Unravelling the riddle of the Boomerang Effect, one must peek beyond its clear exterior.

Imagine a game of catch - the loyal consumers are the throwers, and their preferred brands are the boomerangs. They believe, in their steadfast allegiance to a brand, they've reached a loftier standard of expectations. They've wagered their trust, their resources, their loyalty, and in return, they anticipate superior service, an empathetic understanding of their needs and prompt, personal resolution when problems appear.

In fact, when the consumer throws the boomerang, they expect it to return with sugar on top!

But, does this expectation reliably align with the real world? Regrettably, the answer frequently wavers between a yes and no. The inability of brands to meet these elevated expectations doesn't merely lead to dissatisfaction; it also threatens to send the boomerang off its anticipated return path.
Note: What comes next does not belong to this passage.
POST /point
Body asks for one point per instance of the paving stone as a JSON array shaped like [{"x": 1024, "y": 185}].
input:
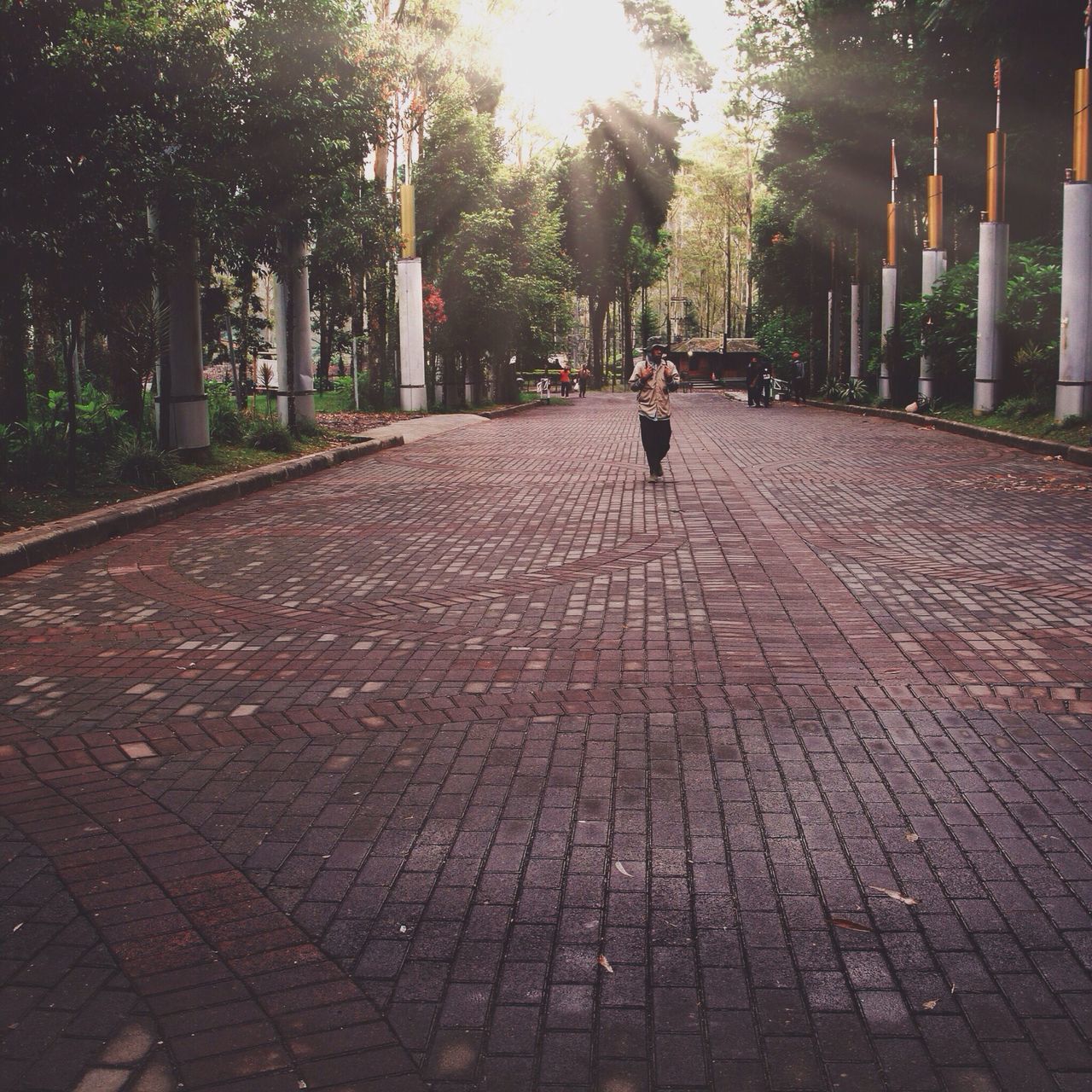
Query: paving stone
[{"x": 369, "y": 818}]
Members want more than simple recognition of their loyalty; they yearn for the acknowledgement of their value, their significance to the brand.

Ignoring this crucial fact is to misinterpret the essence of the Boomerang Effect. Those brands that navigate this effect successfully are the ones understanding the principle of give-and-take, acknowledging that loyalty is a mutual journey. Yet, brands often overlook this, letting the boomerang drift off course, and thus run the risk of losing the thrower in the process.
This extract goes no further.